“You did not choose me but I chose you.” Hear those words spoken to you … “You did not choose me but I chose you.” What goes through your mind when you hear the words “I chose you”? I confess on first blush it makes me feel special … really special. Being chosen really feels good doesn’t it? I know for me, being that I was always the last kid who was chosen for sports teams, it feels pretty good to be chosen. I was one of those kids when it came down to the wire, not only was I not picked for the team, the teams would walk away and leave me there! Yeah … P.E. was a personal hell for me throughout my school years. But being chosen … wanted … loved … yeah, that’s pretty special for anybody.
But if you just stay with this sense of being “special” because you are “chosen”, you end up pretty distorted. Being chosen can give you a pretty swelled head if you stay with just that part of it. I’ve met clergy who are stuck in how special they are in being called or chosen. I confess I get nervous around clergy who tell me they had a call to be a priest as a 12 or 13 year old and “never doubted” their call. They tend to be stuck in that special stage … which is called narcissism. The clergy I find most grounded and holy are the ones who struggled with their call and moved beyond how “special” they felt. They took in the full implication of what it means to be chosen. It comes with responsibilities and risks. It can be daunting and if we think we can do it alone, we will fail and it will be an epic failure. Only God can sustain us and give us what we need to live into the challenges and responsibilities of our being chosen to bear fruit that will last.

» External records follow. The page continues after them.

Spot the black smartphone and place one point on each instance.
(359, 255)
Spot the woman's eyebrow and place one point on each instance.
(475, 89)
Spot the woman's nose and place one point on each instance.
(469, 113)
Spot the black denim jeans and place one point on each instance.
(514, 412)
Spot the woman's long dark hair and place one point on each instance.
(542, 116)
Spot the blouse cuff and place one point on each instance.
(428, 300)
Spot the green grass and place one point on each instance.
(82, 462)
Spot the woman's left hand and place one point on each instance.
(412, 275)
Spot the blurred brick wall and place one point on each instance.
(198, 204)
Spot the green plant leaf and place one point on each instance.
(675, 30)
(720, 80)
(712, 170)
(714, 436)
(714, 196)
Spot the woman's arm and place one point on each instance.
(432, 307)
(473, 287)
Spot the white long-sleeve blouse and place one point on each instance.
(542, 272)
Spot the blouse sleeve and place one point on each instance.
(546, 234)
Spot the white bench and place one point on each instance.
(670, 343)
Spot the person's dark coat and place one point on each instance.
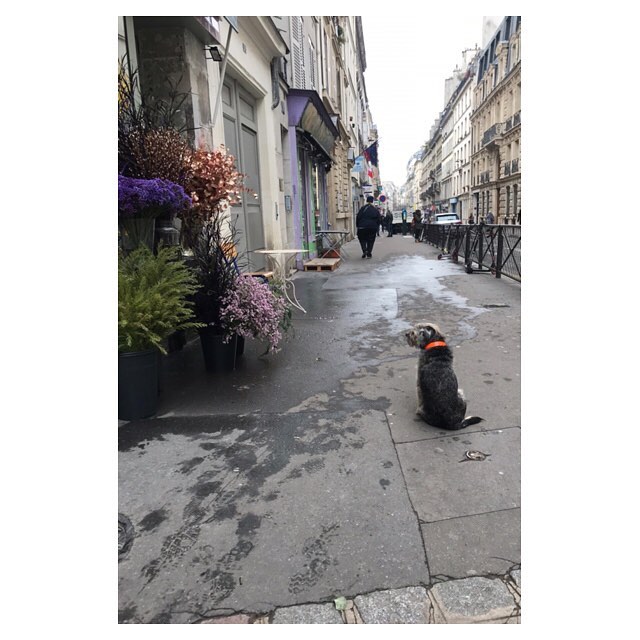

Being chosen can lead to some confusion too. One thing we often wrestle with is the fact that being chosen does not make us immune from being hurt and from bad things happening to us. The ancient Israelites learned this during the Babylonian exile when they had to wrestle with the question, “If we are God’s chosen people, how could God have let the Babylonians defeat us?” We may not face Babylonians literally, but we do face them figuratively and sometimes they are even in the Church.
This past week, many of us saw the Facebook posts about the gay couple in Orlando Florida who were told their adopted son could not be baptized at the Cathedral of St. Luke – and Episcopal cathedral. There was a great outcry about this online and this is where social media brought some positive pressure to bear to support this baby and his parents. No question this family suffered hurt at the hands of the Church whose leadership was trying to accommodate members of the congregation who disapprove of same sex relationships. The parents in question, Rich and Eric, met with Bishop Brewer this week and little Jack’s baptism will take place this summer. There have been those in the LGBT community who have asked Rich and Eric why they will have Jack baptized in a church “which has rejected you.” Rich responded in a grace filled post on Facebook essentially saying that he believes in the goodness of the people of St. Luke’s and wants to be a force for reconciliation and healing. What grace! These two dads are living the message of the cross. It would be easier to cut and run – leave that church and shake the dust. Instead, they have chosen to stay and bear fruit that will last – the fruit of healing and love.
This weekend was our Diocesan Convention and we were blessed to hear the Rev. Becca Stevens, founder of Thistle Farms. Thistle Farms is a community of recovery helping women escape sex trafficking and rebuild their lives. Thistle Farms makes amazing products which are centered on healing – oils, candles, lotions, and soaps. These women have much to healing to do. Not only are they victims of sexual trauma, they are often addicted to drugs and, while held in virtual slavery by their pimps, they are usually the ones arrested for prostitution and serve time – victimized by their pimps and again by the legal system. Their stories are horrific. Becca+ spoke of forgiveness and how she learned it: first from watching her mother forgive the truck driver whose negligence killed her father who was also an Episcopal priest and second how she found a way to forgive the lay leader in their church who, after the death of her father, began sexually molesting her. When you hear Becca+ speak, there is no question she is chosen and is bearing fruit in her ministry at Thistle Farms. There are, however, those who relapse and go back on the street, often with tragic outcomes. Some are brutalized and even killed by their pimps in retaliation. Becca+ spoke of identifying bodies only by their tattoos. But for those who stick with the program, there is hope, healing and recovery. Their motto is “Love heals” and we saw it in action.
“You did not choose me but I chose you.” Being chosen doesn’t mean life on easy street. It doesn’t mean we won’t be hurt. Sometimes life hands you a bucket of crap. The question is what will you do with it? Rich and Eric didn’t ask to be initially rejected in seeking baptism for their son – that was a bucket of crap! Becca+ didn’t ask to be sexually abused either. And I do not believe for one minute that God caused these things to happen! If I did, I’d be preaching about a pretty sadistic jerk of a God. No, most of the bad things that happen to us are a result of living in a broken world full of sinful people who hurt each other. But that does not change the fact that Jesus chose you and appointed you to bear fruit which will last. Now, I know a little about fruit trees … they need fertilizer don’t they? So what if you take that bucket of crap life handed you and turn it over … turn it over to the God who redeems it through Christ. Turn it over, let it go, and just see what God can do with it so that you can bear fruit … fruit that will last.